The engine is the same in both scenarios. The Reproducer seam dispatches dvc repro in both cases. What changes is the treatment modality and the regulatory framework — declared in the AssuranceProgram via frameworks and projected in the conformance reports without modifying the engine.

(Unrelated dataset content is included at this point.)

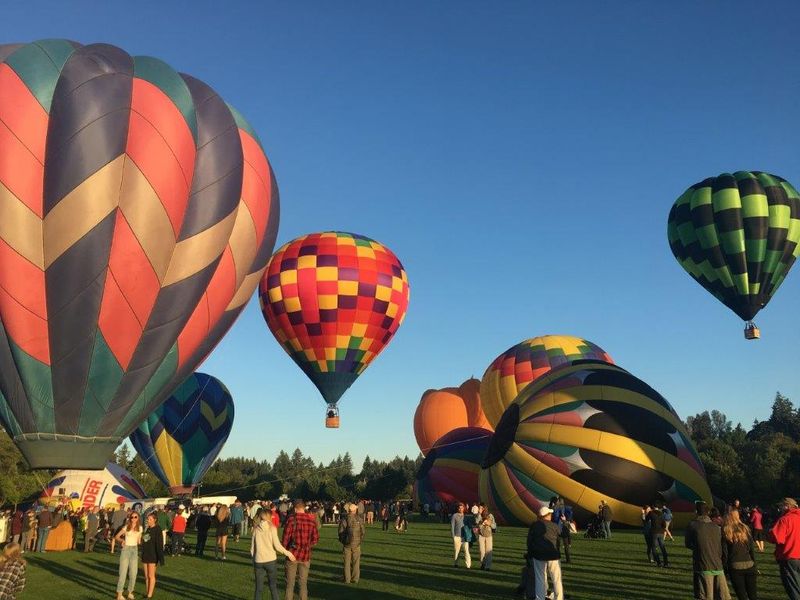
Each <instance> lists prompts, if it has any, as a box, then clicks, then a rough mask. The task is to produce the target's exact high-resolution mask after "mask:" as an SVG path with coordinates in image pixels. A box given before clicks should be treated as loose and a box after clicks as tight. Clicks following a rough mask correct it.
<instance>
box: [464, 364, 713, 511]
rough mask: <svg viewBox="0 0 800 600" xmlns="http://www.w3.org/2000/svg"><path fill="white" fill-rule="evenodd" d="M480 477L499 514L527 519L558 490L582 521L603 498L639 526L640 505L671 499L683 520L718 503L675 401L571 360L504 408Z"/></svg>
mask: <svg viewBox="0 0 800 600" xmlns="http://www.w3.org/2000/svg"><path fill="white" fill-rule="evenodd" d="M483 466H484V469H483V470H482V471H481V475H480V496H481V500H482V501H484V502H486V503H487V504H488V505H489V506H490V508H491V510H492V512H493V514H494V515H495V517H498V518H500V519H501V520H503V521H504V522H506V523H517V524H529V523H531V522H532V521H533V520H534V519H535V515H536V513H537V511H538V509H539V508H540V507H541V505H545V506H546V505H547V503H548V502H549V501H550V499H551V498H552V497H553V496H561V497H563V498H564V500H565V501H566V503H567V504H571V505H573V507H574V508H575V513H576V516H577V518H579V519H581V520H585V519H588V518H589V517H590V516H591V515H593V514H595V513H596V512H597V509H598V506H599V504H600V501H601V500H606V501H607V502H608V503H609V504H610V505H611V507H612V510H613V513H614V520H616V521H619V522H621V523H625V524H628V525H635V526H636V525H641V512H640V511H641V507H642V506H643V505H645V504H651V503H653V502H656V501H663V502H665V503H666V504H667V505H668V506H670V508H671V509H672V511H673V513H674V514H675V522H676V524H677V525H678V526H682V525H683V524H685V523H686V522H688V520H689V519H691V518H692V515H693V511H694V502H695V501H696V500H705V501H706V502H711V492H710V490H709V487H708V484H707V483H706V479H705V471H704V470H703V466H702V464H701V463H700V459H699V457H698V455H697V452H696V450H695V448H694V446H693V445H692V442H691V440H690V438H689V435H688V433H687V432H686V429H685V428H684V426H683V424H682V423H681V420H680V418H679V417H678V415H677V414H675V411H674V410H673V409H672V407H671V406H670V404H669V403H668V402H667V401H666V400H665V399H664V398H663V397H662V396H661V395H660V394H658V392H656V391H655V390H653V389H652V388H651V387H650V386H648V385H647V384H646V383H644V382H643V381H641V380H640V379H637V378H636V377H634V376H633V375H631V374H630V373H628V372H627V371H625V370H623V369H621V368H619V367H617V366H614V365H609V364H606V363H601V362H595V363H588V362H587V363H584V364H576V365H567V366H564V367H561V368H559V369H556V370H554V371H553V372H551V373H549V374H548V375H545V376H544V377H541V378H540V379H538V380H537V381H535V382H534V383H532V384H530V385H529V386H528V387H526V388H525V389H524V390H523V391H522V392H521V393H520V395H519V396H518V397H517V398H516V399H515V400H514V402H513V403H512V404H511V405H510V406H509V407H508V409H506V412H505V413H503V417H502V419H501V420H500V423H499V424H498V426H497V428H496V430H495V435H494V437H493V438H492V443H491V447H490V448H489V451H488V452H487V454H486V458H485V460H484V463H483Z"/></svg>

What this tutorial demonstrates

An AssuranceProgram with dual regulation (EU AI Act + MDR) declared per measure via frameworks
11 ex-ante controls generated by sei compile from 4 risks and 14 measures (excluding 3 with lifecycle: [monitoring])
A GREEN gate on a real GPU cohort: all gate controls pass (global Dice ≈0.90); the worst subgroup (audit) records the residual without blocking
The treatment via human HOTL oversight (Art.14): a declared ex-ante organisational control, not a parameter or code change
Honest UNDERPOWERED: at an effective cohort ≈33 the bootstrap CIs are wide; the worst subgroup is modelled as audit precisely because at small n it can be noise
Dual conformance projected over the same bundle: prEN 18228 + ISO 23894

Pending gaps

Gap	Why it matters
HOTL declared ex-ante, post-market operation without live data	The `human-oversight-worst-case-review` control documents the plan; the clinical-review evidence is runtime (Phase 2)
NSD / HD95 as cross-check	The Dice size-bias caveat (arXiv 2509.19778) requires cross-checking with boundary metrics; future line
Post-market controls (`postmarket-subgroup-drift`)	Ex-ante only in v1; Art. 72 not modelled in the engine
Annex IV §3/§9 PENDING in this scenario	§2/§3/§4/§9 can be pending if their input is missing; here only §3 and §9 (depend on the deployer’s environment); §7 and §8 are never pending

See State and incompleteness for the complete gap map.